SKRMETTI ANNOUNCES PHASE 2 OF ‘OPERATION ROBOCALL ROUNDUP’
Nashville, TN – Today, Tennessee Attorney General Jonathan Skrmetti announced Phase 2 of Operation Robocall Roundup, expanding the crackdown on illegal robocalls to include four of the largest telecommunications companies in the country. Inteliquent, Bandwidth, Lumen, and Peerless have collectively facilitated an estimated 3.4 billion scam calls nationwide since 2020.

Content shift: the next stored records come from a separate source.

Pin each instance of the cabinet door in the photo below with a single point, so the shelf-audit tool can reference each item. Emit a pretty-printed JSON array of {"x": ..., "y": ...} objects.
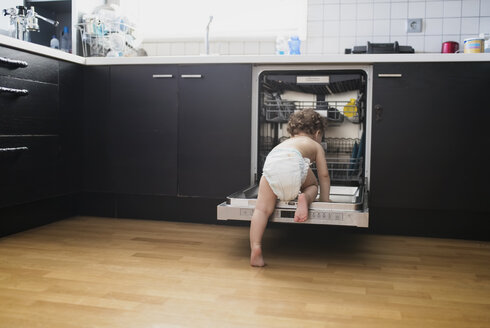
[
  {"x": 143, "y": 129},
  {"x": 29, "y": 167},
  {"x": 214, "y": 129},
  {"x": 430, "y": 136}
]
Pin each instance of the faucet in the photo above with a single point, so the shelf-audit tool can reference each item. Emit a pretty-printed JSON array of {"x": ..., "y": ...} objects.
[{"x": 206, "y": 40}]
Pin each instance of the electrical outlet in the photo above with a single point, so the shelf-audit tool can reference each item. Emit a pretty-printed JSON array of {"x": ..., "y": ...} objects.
[{"x": 414, "y": 25}]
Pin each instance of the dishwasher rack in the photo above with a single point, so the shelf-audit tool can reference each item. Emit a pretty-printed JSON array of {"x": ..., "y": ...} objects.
[
  {"x": 279, "y": 110},
  {"x": 343, "y": 162}
]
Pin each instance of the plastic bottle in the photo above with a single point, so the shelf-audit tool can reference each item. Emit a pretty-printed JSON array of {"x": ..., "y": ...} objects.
[
  {"x": 281, "y": 46},
  {"x": 294, "y": 45},
  {"x": 54, "y": 43},
  {"x": 65, "y": 40}
]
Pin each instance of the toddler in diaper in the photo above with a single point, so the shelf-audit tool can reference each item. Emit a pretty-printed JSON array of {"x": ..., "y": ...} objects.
[{"x": 287, "y": 175}]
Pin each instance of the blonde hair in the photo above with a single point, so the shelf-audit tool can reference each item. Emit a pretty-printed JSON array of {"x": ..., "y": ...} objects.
[{"x": 307, "y": 121}]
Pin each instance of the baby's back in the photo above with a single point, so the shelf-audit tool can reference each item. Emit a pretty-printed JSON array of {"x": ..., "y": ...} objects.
[{"x": 305, "y": 145}]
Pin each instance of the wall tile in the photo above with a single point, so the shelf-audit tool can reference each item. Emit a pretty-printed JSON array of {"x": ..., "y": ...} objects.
[
  {"x": 433, "y": 43},
  {"x": 398, "y": 27},
  {"x": 315, "y": 46},
  {"x": 417, "y": 42},
  {"x": 347, "y": 28},
  {"x": 470, "y": 8},
  {"x": 399, "y": 10},
  {"x": 347, "y": 42},
  {"x": 365, "y": 11},
  {"x": 364, "y": 28},
  {"x": 315, "y": 13},
  {"x": 348, "y": 11},
  {"x": 416, "y": 10},
  {"x": 331, "y": 28},
  {"x": 451, "y": 26},
  {"x": 452, "y": 8},
  {"x": 221, "y": 48},
  {"x": 334, "y": 25},
  {"x": 331, "y": 45},
  {"x": 434, "y": 9},
  {"x": 484, "y": 8},
  {"x": 315, "y": 29},
  {"x": 433, "y": 26},
  {"x": 381, "y": 27},
  {"x": 382, "y": 11},
  {"x": 331, "y": 12},
  {"x": 469, "y": 25}
]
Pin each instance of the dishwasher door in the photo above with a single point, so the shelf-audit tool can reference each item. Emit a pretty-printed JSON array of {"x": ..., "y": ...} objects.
[{"x": 349, "y": 207}]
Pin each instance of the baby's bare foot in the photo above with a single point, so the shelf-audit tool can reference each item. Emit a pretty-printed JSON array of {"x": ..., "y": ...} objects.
[
  {"x": 256, "y": 258},
  {"x": 301, "y": 214}
]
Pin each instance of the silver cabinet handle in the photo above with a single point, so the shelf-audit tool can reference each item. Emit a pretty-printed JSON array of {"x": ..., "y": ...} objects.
[
  {"x": 12, "y": 149},
  {"x": 191, "y": 76},
  {"x": 390, "y": 75},
  {"x": 17, "y": 92},
  {"x": 12, "y": 62},
  {"x": 162, "y": 76}
]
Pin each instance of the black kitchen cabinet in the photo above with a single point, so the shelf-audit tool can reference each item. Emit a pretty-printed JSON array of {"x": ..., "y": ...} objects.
[
  {"x": 429, "y": 139},
  {"x": 39, "y": 129},
  {"x": 143, "y": 129},
  {"x": 214, "y": 129}
]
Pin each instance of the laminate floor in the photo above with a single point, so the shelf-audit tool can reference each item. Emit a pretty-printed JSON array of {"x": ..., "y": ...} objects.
[{"x": 105, "y": 272}]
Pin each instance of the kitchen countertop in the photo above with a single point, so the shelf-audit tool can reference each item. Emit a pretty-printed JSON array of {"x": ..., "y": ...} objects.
[{"x": 245, "y": 59}]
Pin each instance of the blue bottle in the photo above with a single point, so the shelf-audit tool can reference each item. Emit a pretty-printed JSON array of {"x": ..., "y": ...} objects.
[{"x": 294, "y": 45}]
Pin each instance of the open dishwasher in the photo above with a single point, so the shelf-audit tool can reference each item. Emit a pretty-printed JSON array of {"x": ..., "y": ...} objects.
[{"x": 341, "y": 94}]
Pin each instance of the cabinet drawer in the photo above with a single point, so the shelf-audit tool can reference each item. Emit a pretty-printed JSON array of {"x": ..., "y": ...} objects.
[
  {"x": 28, "y": 169},
  {"x": 34, "y": 113},
  {"x": 38, "y": 68}
]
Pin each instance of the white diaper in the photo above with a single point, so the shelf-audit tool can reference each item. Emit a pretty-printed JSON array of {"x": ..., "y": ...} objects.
[{"x": 285, "y": 169}]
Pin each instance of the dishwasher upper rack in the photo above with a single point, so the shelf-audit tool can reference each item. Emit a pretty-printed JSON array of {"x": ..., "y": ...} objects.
[
  {"x": 344, "y": 162},
  {"x": 279, "y": 110}
]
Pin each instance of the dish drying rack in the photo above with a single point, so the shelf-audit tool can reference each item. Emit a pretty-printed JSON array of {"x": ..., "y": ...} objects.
[
  {"x": 279, "y": 110},
  {"x": 106, "y": 39}
]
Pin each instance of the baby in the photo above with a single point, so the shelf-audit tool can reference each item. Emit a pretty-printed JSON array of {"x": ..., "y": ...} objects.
[{"x": 287, "y": 173}]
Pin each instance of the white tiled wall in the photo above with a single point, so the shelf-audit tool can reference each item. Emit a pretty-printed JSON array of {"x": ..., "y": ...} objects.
[{"x": 334, "y": 25}]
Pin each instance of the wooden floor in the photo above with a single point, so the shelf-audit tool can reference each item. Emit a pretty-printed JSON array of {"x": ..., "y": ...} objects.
[{"x": 99, "y": 272}]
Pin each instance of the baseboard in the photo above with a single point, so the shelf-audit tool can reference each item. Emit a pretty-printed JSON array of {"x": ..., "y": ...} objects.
[{"x": 30, "y": 215}]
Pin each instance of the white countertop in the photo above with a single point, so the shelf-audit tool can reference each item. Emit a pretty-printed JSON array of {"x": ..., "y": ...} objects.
[{"x": 245, "y": 59}]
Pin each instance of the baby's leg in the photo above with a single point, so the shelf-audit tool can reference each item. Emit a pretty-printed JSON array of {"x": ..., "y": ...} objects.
[
  {"x": 266, "y": 202},
  {"x": 309, "y": 191}
]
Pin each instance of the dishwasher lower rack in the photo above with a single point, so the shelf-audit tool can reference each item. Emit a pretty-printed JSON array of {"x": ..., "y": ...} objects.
[{"x": 348, "y": 208}]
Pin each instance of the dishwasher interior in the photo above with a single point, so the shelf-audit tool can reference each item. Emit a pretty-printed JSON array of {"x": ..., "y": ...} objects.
[{"x": 341, "y": 95}]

“These aren’t small players. They are some of the largest telecom companies that form the backbone of America’s phone network,” said Attorney General Jonathan Skrmetti. “Despite action by Attorneys General across the country, they continue to profit from routing these illegal calls into millions of American homes. We are intensifying enforcement against these bad actors to ensure stronger safeguards for consumers.”
The Problem at Scale
| Provider | Total Traceback
Notices (since 2019) |
Estimated Amazon/Apple
Imposter Robocalls (3-year period) |
Estimated
SSA/IRS Imposter Robocalls (3–4-year period) |
| Inteliquent | 9,712 | 450 million | 1.425 billion |
| Bandwidth | 3,060 | 162.7 million | 301 million |
| Peerless | 5,662 | 210.7 million | 585.3 million |
| Lumen | 7,265 | 261.5 million | 886.2 million |
The first column in the table reflects how many traceback notices each company has received since 2019. A traceback notice is an official alert from industry investigators indicating that a company transmitted a call tied to a suspected illegal robocall campaign. The next two columns estimate the major scam categories – such as fake Amazon, Apple, Social Security, or IRS calls – that moved through each company’s network. Together, the data shows both the specific types of scams these companies helped transmit and the staggering volume of robocalls flowing across their systems.
As larger providers, these companies have a heightened responsibility to decline call traffic from known and repeat bad actors. Despite extensive industry notices and years of documented warnings, these four providers continue to route suspected illegal robocalls onto the network and into American homes.
Phase 1 Has Already Delivered Results
In August, as part of Phase 1, Attorney General Skrmetti and the Task Force sent warning letters to 37 smaller companies, producing immediate results:
- 13 companies were removed from the FCC’s Robocall Mitigation Database, cutting off their ability to route calls in the US.
- 19 companies stopped appearing in any traceback results, indicating they ceased routing suspected illegal robocalls.
- At least 4 providers terminated high-risk customer accounts identified as transmitting illegal traffic.
The Anti-Robocall Litigation Task Force, formed in 2022 by 51 Attorneys General, investigates and takes legal action against companies responsible for significant volumes of illegal and fraudulent robocall traffic routed into and across the United States.